Health

Study IDs human genes required for hepatitis C viral replicating

3 min read

Massachusetts General Hospital (MGH) researchers are investigating a new way to block reproduction of the hepatitis C virus (HCV) — targeting not the virus itself but the human genes the virus exploits in its life cycle. In the March 19 Cell Host & Microbe, they report finding nearly 100 genes that support the replication of HCV and show that blocking several of them can suppress viral replication in cultured cells.

“We identified a large number of genes that have not been previously known to be involved in hepatitis C replication,” says Raymond Chung, director of hepatology in the MGH gastrointestinal unit and the study’s senior author.

Lead author Andrew Tai, also of the MGH gastrointestinal unit, adds, “We may be a few years away from developing therapies based on these findings, but this study is a proof of principle that targeting host factors is a viable therapeutic strategy.”

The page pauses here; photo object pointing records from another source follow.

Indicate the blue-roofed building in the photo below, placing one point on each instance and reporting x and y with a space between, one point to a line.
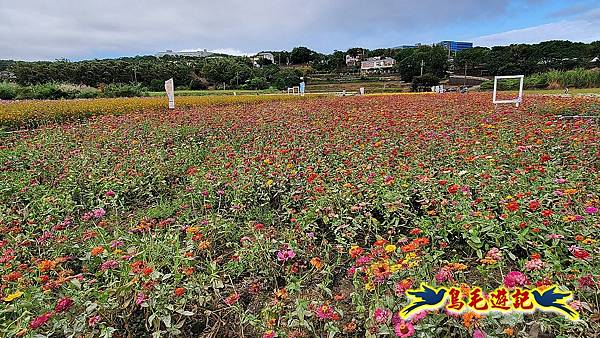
456 46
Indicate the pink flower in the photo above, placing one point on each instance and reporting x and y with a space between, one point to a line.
401 287
478 334
404 329
141 298
63 305
534 264
362 260
324 312
41 320
418 316
579 252
285 255
443 275
109 265
577 305
116 244
587 280
515 278
232 298
381 315
94 320
494 253
99 213
269 334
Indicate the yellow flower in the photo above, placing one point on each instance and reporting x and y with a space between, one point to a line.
395 267
13 296
390 248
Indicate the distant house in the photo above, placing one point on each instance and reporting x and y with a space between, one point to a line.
196 53
456 46
377 64
352 61
263 55
407 46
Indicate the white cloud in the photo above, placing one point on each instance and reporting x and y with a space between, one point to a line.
42 29
583 28
232 51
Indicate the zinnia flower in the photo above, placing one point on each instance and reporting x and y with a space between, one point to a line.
381 315
285 255
591 210
94 320
41 320
404 329
109 265
63 305
478 334
579 252
515 278
141 298
443 275
324 312
534 264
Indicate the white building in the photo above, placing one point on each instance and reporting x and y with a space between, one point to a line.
352 60
195 53
263 55
377 64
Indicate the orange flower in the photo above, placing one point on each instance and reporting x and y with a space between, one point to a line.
97 251
317 263
46 265
204 245
280 294
469 318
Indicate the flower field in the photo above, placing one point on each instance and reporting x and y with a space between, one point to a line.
32 113
271 217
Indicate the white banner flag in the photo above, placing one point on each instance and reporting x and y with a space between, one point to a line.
170 88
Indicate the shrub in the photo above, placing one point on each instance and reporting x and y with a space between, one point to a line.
8 91
123 90
426 80
257 83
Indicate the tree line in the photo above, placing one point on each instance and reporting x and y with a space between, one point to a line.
223 71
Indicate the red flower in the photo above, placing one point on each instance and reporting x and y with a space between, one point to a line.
63 305
232 298
534 205
513 206
41 320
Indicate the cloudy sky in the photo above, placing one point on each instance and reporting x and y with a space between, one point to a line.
80 29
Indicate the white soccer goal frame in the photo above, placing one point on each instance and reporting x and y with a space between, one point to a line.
516 101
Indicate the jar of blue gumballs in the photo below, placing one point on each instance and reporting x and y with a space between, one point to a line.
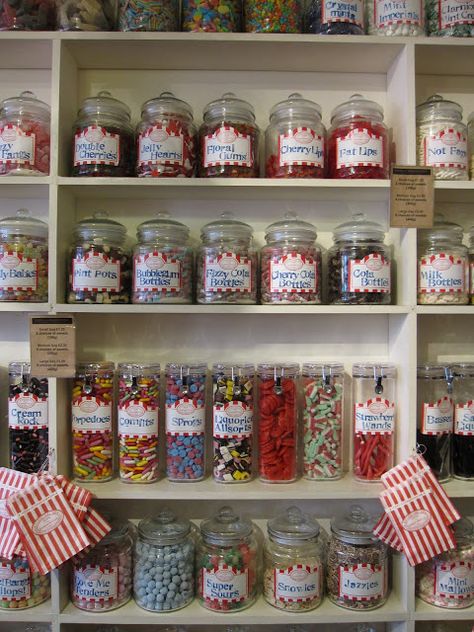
164 563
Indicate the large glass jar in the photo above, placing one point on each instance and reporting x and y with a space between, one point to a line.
164 563
359 264
357 564
443 265
293 562
162 262
23 259
226 563
100 265
295 140
103 138
441 138
229 139
25 132
358 144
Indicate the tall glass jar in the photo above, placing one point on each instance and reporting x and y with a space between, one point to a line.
100 265
229 139
166 139
357 564
162 262
278 422
294 562
103 138
323 420
227 263
435 418
23 258
442 138
164 563
359 264
226 563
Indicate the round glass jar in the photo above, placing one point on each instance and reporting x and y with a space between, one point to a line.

Usually spread by blood-to-blood contact, HCV infection becomes chronic in 70 percent to 80 percent of patients, and long-term infection can lead to liver failure or liver cancer. Today, HCV-related liver disease is the most common diagnosis underlying the need for liver transplantation. HCV infection is usually treated with a six- to 11-month regimen combining peginterferon and the antiviral drug ribavirin, but treatment is not successful in many patients and has serious side effects some cannot tolerate. Other therapies targeting viral enzymes are being developed, but there is concern that HCV’s ability to mutate rapidly would lead to the emergence of resistant strains, so strategies directed against factors in the infected host rather than the virus may offer a complementary approach. These strategies are being explored in a number of diseases — including influenza, West Nile virus, and HIV — and previous studies have scanned a limited number of human genes for host cofactors of HCV infection.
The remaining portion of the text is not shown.